La voce di Meursault e degli altri personaggi – tutti interpretati da Gifuni – viene sospesa per creare silenzi che sostanziano gli sguardi e i movimenti dell’attore, soprattutto quelli che restituiscono in modo eccellente il pulsare di tempie e vene – su cui Camus insiste molto nel romanzo – per il sole di Algeri, e creano attesa, disagio, partecipazione in chi li ascolta e osserva. Movimenti e certe immobilità del corpo di Gifuni-Meursault, ai quali partecipa anche il morbido abito bianco di scena – eco dell’abito di Mastroianni ne Lo Straniero di Luchino Visconti (1967) – sono tutti essenziali per delineare il destino fisico del protagonista, segnato dalla vorace luce del sole (“Mi è parso che il cielo si aprisse in tutta la sua larghezza per lasciar piovere fuoco.
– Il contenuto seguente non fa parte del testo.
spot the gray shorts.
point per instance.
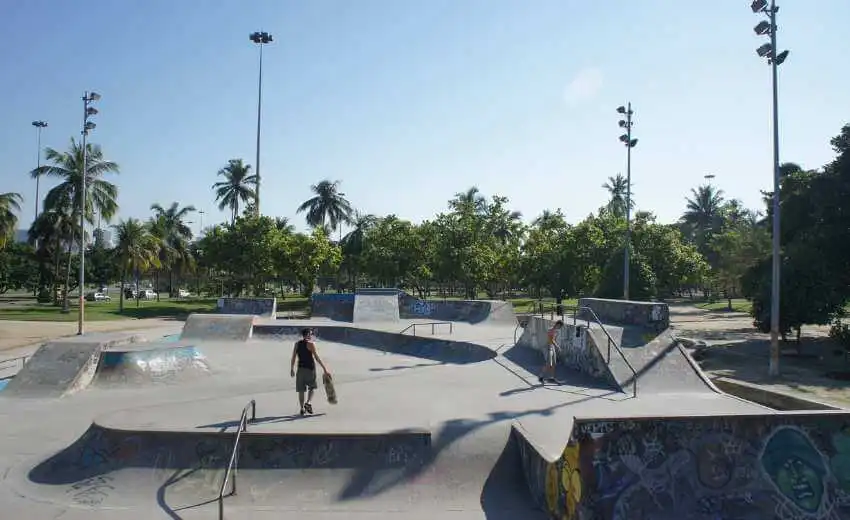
(551, 356)
(305, 378)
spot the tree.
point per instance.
(175, 235)
(136, 250)
(328, 206)
(236, 188)
(703, 215)
(65, 199)
(617, 188)
(9, 204)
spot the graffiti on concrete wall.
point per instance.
(255, 306)
(753, 467)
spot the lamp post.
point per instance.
(260, 38)
(88, 111)
(39, 125)
(629, 143)
(774, 59)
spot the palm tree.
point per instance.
(65, 197)
(470, 200)
(101, 195)
(136, 248)
(618, 188)
(9, 204)
(175, 235)
(328, 207)
(354, 242)
(236, 188)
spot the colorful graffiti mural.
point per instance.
(787, 467)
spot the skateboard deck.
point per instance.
(330, 391)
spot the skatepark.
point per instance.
(440, 415)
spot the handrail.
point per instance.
(610, 342)
(431, 323)
(233, 465)
(23, 360)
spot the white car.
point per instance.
(98, 297)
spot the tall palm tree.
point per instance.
(328, 207)
(175, 236)
(136, 248)
(10, 203)
(354, 243)
(703, 215)
(101, 195)
(618, 188)
(236, 188)
(470, 200)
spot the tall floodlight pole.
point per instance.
(769, 50)
(88, 111)
(260, 38)
(39, 125)
(630, 143)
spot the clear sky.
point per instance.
(408, 102)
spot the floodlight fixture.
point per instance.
(763, 28)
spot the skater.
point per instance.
(550, 354)
(305, 379)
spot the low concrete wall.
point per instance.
(265, 307)
(769, 398)
(575, 348)
(624, 312)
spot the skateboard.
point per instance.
(330, 391)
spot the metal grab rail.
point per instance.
(432, 324)
(233, 465)
(611, 341)
(22, 359)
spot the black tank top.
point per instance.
(305, 357)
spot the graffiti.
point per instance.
(92, 491)
(422, 308)
(788, 467)
(255, 306)
(795, 467)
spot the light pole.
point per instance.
(39, 125)
(774, 59)
(88, 111)
(260, 38)
(629, 143)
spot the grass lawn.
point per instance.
(738, 305)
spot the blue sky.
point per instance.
(408, 102)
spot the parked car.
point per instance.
(97, 297)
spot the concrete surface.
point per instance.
(425, 427)
(218, 327)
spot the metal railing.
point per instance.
(611, 341)
(413, 326)
(15, 360)
(233, 465)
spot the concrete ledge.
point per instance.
(769, 398)
(626, 312)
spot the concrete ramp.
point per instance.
(63, 367)
(719, 466)
(218, 327)
(162, 365)
(376, 305)
(469, 311)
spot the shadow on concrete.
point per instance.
(423, 347)
(405, 367)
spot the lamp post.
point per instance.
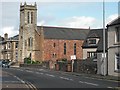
(104, 56)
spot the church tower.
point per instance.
(27, 28)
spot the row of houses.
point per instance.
(44, 43)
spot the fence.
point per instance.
(79, 66)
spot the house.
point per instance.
(44, 43)
(9, 48)
(114, 47)
(93, 49)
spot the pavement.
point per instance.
(107, 77)
(11, 82)
(43, 77)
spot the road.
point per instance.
(42, 78)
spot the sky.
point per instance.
(62, 14)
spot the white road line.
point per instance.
(66, 78)
(91, 83)
(109, 87)
(10, 81)
(81, 82)
(19, 79)
(50, 75)
(88, 83)
(39, 73)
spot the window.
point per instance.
(25, 43)
(30, 42)
(64, 48)
(54, 55)
(75, 49)
(31, 17)
(117, 35)
(92, 41)
(28, 17)
(117, 61)
(16, 45)
(91, 54)
(54, 45)
(9, 45)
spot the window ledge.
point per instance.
(117, 43)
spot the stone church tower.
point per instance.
(27, 30)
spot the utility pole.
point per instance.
(104, 56)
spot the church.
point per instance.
(44, 43)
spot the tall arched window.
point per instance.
(28, 17)
(30, 42)
(31, 17)
(75, 49)
(64, 48)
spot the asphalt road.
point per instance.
(42, 78)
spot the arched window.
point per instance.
(28, 17)
(74, 48)
(64, 48)
(30, 42)
(31, 17)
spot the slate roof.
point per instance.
(114, 22)
(1, 38)
(64, 33)
(96, 33)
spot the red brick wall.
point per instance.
(49, 49)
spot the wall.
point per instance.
(88, 50)
(49, 49)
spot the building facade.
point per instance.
(44, 43)
(93, 49)
(9, 48)
(114, 47)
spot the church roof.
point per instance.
(114, 22)
(64, 33)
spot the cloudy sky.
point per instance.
(64, 14)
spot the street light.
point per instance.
(104, 56)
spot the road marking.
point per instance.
(10, 81)
(88, 83)
(39, 73)
(91, 83)
(109, 87)
(50, 75)
(19, 79)
(81, 82)
(66, 78)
Tutta la mia persona si è tesa e ho contratto la mano sulla rivotella”) e dai fantasmi delle sue ombre, dalla sua perdita (“mi sono scrollato via il sudore ed il sole”) e dal capire di aver “distrutto l’equilibrio del giorno, lo straordinario silenzio di una spiaggia dove ero stato felice”.
Gifuni dà giusta forza poetica, attraverso una variazione di timbro vocale, all’altra faccia di Meursault che si coglie in questo passaggio chiave, vale a dire alla vicinanza a una vita semplice, pura, alla natura mediterranea del mare e del sole, al silenzio, che è un preciso atteggiamento dinanzi al mondo, che Camus conosceva bene fin da bambino, quando lo aveva visto per la prima volta negli sguardi della madre sul frammento di mondo oltre la finestra della loro umile casa, un silenzio condiviso, da allora più volte espresso e sempre ricercato. Quando la condanna a morte è ormai prossima, la voce e il corpo di Gifuni-Meursault fondono – e non si riesce a immaginare un modo diverso – gli impercettibili silenzi dinanzi agli “odori di notte, di terra e di sale” e dinanzi alla vista di “quella notte carica di segni e di stelle” con il primigenio e liberato abbandono “alla dolce indifferenza del mondo”. Nel reading l’indifferenza di Meursault, tema nevralgico de Lo straniero, è soprattutto un indimenticabile timbro vocale che Gifuni reitera quasi identico in modo da rendere familiare e necessaria al pubblico l’indifferenza di Meursault e spezzarla con più efficacia quando irrompe nel protagonista un sentimento inatteso, l’ira rabbiosa e liberante contro l’ostinato sacerdote che, giunto per l’estrema riconciliazione con Dio, vuole piegare l’integrità esistenziale del ‘condannato’.
Anche con Camus, Gifuni riconferma il proprio indiscutibile talento e l’importanza di incontri speciali (Orazio Costa) per alimentarlo. L’auspicio è ora che l’attore romano porti in scena il teatro di Camus, la passione più tenace per l’artista algerino, il rifugio, il “miracolo d’amare ciò che muore”.